Before Rosetta started orbiting Comet 67P/C-G in August, it used ROSINA (Rosetta Orbiter Spectrometer for Ion and Neutral Analysis), which analyzed gases surrounding the comet. The heavy water molecules of the "dirty snowballs," make it unlikely that the water from comets formed our planet. 

A typical water molecule is comprised of two hydrogen atoms and one oxygen atom. Heavy water is made of one hydrogen atom, one oxygen atom and on deuterium atom. Deuterium is similar to hydrogen, except it has an extra neutron in its nucleus (whereas hydrogen has only one proton in its center).

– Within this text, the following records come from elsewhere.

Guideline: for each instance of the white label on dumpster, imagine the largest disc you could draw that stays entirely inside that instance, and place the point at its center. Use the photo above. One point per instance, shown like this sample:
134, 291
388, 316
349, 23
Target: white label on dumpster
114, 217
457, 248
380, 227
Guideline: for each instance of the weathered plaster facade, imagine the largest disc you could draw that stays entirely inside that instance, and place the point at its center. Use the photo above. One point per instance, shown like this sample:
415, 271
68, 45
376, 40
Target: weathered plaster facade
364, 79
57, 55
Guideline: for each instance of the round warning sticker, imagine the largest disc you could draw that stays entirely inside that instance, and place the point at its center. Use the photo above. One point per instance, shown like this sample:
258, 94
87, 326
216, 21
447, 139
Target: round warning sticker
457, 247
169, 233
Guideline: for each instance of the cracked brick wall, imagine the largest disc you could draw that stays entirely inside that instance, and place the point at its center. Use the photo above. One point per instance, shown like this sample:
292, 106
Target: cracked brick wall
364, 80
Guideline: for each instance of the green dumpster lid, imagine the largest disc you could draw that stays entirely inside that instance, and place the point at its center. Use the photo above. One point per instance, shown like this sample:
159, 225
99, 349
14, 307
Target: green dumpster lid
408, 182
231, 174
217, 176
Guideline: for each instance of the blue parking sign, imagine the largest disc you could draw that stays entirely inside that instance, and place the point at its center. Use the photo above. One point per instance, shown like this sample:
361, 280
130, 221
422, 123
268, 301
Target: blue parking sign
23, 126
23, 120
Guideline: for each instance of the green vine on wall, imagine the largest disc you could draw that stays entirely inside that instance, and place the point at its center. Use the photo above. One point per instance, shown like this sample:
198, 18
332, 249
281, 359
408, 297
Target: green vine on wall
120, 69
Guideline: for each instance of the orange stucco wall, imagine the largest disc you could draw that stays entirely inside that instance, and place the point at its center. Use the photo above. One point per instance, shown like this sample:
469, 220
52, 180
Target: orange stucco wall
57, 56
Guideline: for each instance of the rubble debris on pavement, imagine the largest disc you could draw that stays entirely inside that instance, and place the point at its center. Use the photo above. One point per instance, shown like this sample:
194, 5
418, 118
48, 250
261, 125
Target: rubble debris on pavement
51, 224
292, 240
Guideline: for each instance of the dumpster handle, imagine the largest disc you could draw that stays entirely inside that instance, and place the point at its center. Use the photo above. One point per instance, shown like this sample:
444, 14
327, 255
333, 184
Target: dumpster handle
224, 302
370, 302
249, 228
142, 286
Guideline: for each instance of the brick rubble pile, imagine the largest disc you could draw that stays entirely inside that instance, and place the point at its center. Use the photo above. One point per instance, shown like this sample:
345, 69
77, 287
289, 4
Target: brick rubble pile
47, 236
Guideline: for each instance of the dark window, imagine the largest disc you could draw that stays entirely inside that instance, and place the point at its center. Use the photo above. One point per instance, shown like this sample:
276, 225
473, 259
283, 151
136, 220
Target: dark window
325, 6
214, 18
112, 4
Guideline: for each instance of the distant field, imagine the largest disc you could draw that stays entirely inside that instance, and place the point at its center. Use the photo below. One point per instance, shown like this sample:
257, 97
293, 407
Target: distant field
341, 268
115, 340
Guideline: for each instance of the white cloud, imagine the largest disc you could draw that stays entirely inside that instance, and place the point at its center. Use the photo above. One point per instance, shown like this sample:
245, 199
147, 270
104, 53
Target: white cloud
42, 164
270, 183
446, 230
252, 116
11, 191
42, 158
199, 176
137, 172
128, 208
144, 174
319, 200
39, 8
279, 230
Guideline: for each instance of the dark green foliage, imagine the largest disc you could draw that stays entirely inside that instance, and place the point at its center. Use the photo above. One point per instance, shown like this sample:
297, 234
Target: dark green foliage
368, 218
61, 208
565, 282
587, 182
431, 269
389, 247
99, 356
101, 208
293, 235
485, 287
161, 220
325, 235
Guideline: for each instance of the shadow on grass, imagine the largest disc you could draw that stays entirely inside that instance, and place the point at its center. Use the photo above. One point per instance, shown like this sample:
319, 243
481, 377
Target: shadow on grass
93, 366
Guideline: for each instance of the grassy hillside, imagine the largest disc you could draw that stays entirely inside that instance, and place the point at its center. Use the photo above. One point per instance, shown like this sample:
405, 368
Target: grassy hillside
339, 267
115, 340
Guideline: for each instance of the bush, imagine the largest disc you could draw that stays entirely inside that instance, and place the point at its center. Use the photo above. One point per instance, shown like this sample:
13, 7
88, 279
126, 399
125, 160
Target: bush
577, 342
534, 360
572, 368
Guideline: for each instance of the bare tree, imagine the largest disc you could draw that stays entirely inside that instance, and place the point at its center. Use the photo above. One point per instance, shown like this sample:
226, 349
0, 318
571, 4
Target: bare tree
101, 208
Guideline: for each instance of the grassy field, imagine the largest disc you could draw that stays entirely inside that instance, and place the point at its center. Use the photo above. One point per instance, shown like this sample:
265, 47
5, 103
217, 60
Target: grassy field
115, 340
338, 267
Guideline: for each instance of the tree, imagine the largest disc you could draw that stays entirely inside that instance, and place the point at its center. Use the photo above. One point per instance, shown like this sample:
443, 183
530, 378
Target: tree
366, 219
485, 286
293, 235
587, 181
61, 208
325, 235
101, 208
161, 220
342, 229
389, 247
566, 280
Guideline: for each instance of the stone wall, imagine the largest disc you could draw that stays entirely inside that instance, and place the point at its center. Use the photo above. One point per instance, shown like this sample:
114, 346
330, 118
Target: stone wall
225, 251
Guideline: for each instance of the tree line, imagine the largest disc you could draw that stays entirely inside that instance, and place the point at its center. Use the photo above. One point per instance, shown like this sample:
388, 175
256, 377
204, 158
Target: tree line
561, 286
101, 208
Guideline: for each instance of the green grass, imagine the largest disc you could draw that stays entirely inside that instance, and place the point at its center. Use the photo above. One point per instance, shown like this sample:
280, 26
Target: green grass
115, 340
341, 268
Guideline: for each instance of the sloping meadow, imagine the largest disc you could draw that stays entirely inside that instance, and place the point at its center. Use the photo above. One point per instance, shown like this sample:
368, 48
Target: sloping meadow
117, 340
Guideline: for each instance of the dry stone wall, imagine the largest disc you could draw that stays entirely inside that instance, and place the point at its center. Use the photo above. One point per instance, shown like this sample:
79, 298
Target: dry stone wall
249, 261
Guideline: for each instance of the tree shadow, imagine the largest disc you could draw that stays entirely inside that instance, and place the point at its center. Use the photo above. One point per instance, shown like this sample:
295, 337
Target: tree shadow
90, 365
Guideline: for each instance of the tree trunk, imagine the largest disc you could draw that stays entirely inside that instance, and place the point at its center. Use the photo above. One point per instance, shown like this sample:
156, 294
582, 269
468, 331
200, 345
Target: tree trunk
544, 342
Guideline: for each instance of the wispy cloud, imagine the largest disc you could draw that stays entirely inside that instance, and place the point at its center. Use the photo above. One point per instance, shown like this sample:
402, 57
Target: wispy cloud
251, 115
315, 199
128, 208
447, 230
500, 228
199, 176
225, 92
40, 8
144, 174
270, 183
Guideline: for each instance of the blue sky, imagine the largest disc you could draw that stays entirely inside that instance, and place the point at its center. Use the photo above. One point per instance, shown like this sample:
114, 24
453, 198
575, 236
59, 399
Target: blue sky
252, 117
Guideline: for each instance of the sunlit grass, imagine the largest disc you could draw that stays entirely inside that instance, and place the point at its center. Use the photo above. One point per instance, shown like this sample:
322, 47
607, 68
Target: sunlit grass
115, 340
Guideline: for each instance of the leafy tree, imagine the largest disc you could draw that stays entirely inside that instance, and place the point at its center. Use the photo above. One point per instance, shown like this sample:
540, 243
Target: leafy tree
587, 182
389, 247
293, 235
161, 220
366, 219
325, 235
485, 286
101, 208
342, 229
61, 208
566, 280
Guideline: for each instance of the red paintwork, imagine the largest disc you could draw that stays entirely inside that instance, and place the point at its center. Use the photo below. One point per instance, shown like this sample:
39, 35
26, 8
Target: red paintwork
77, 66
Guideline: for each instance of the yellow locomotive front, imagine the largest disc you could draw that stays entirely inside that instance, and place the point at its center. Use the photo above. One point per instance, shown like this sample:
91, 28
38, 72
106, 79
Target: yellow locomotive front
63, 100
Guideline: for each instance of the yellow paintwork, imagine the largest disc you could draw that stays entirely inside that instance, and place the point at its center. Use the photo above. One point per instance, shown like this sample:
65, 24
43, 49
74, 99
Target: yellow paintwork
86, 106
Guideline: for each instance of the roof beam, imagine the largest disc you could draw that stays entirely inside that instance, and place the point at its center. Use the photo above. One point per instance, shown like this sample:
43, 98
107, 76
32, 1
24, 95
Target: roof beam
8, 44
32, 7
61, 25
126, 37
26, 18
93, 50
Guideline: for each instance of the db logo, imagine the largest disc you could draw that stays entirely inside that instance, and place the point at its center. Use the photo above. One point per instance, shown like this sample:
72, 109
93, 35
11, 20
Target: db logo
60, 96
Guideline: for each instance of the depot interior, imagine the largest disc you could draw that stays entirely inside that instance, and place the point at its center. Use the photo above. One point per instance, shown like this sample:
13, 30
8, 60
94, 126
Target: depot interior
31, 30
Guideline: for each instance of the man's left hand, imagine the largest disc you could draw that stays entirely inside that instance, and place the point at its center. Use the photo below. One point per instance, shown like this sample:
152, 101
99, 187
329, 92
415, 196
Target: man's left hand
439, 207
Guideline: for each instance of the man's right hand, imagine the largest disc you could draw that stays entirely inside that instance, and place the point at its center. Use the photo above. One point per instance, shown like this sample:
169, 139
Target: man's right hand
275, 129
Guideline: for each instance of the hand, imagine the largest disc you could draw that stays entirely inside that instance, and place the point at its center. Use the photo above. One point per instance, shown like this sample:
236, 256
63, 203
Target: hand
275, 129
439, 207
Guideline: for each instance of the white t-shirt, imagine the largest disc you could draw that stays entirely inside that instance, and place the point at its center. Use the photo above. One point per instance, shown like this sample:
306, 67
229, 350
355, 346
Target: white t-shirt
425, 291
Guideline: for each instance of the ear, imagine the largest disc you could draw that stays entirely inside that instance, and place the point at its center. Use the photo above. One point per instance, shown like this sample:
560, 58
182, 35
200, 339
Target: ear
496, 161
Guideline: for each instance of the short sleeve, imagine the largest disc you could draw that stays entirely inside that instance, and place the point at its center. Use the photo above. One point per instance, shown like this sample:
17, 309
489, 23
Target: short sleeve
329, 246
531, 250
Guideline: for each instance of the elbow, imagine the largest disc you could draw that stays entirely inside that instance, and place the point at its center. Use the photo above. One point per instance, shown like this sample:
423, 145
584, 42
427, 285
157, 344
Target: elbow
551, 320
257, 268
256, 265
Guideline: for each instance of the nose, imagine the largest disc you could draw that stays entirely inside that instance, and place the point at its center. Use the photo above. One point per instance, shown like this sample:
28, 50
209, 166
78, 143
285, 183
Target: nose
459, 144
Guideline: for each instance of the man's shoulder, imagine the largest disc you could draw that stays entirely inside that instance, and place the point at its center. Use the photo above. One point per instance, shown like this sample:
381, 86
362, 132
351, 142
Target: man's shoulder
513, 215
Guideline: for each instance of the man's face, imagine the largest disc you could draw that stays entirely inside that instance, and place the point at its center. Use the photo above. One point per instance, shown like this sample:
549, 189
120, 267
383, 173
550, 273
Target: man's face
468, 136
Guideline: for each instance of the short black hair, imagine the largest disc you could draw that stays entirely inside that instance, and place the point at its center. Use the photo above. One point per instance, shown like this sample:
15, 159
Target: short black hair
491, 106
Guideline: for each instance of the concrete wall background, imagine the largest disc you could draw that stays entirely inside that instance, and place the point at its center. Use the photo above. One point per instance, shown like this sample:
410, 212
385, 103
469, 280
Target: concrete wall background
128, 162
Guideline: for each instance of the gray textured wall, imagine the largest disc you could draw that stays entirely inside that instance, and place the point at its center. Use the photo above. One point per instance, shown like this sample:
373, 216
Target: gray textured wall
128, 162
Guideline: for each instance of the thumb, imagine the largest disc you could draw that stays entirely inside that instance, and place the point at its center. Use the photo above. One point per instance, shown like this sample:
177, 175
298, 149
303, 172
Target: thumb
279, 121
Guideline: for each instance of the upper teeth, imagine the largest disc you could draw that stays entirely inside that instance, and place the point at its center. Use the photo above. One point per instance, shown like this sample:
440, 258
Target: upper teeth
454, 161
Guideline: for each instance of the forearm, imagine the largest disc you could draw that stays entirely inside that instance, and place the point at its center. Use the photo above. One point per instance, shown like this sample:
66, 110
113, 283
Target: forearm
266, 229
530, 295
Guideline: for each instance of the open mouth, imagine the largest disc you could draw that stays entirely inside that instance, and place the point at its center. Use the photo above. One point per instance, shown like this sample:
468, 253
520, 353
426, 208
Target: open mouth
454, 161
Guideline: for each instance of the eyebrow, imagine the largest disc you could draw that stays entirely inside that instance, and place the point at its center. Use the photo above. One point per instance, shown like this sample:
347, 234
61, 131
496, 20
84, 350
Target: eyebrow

In 1986, the European Space Agency's (ESA) probe, Giotto, passed by Halley's Comet and discovered that the comet had double the amount of heavy water as Earth has normal water. Halley's Comet hailed from the Oort Cloud, so Giotto ruled out comets from the Oort Cloud as sources of Earth's water.

But the Oort Cloud isn't the only comet-producer in the galaxy. The Kuiper Belt, which is closer to Earth than the Oort Cloud, was studied by ESA's Herschel Space Observatory. Scientists found that Comet 103P/Hartley 2 had a deuterium-to-hydrogen ratio "that matched terrestrial water's perfectly," according to Space.com.

Comet 67P is from the Kuiper Belt, so obviously, not all comets are the same. "This probably rules out Kuiper Belt comets from bringing water to Earth," said Kathrin Altwegg, principal investigator for the ROSINA mass spectrometer on Rosetta from the University of Bern in Switzerland.

So, the task of terrestrial water toting probably fell on asteroids... or, rather, from them.

"Today's asteroids have very little water - that's clear," Altwegg said. "But that was probably not always the case. During the Late Heavy Bombardment 3.8 billion years ago, at that time, asteroids could have had much more water than they could now."

Today's asteroids "have stayed in the vicinity of the sun for 4.6 billion years," Altwegg said. 

"They've lost water due to the sun, due to heat. But to start with, they might have had much more water than they have now."

The new comet findings are published in the journal Science.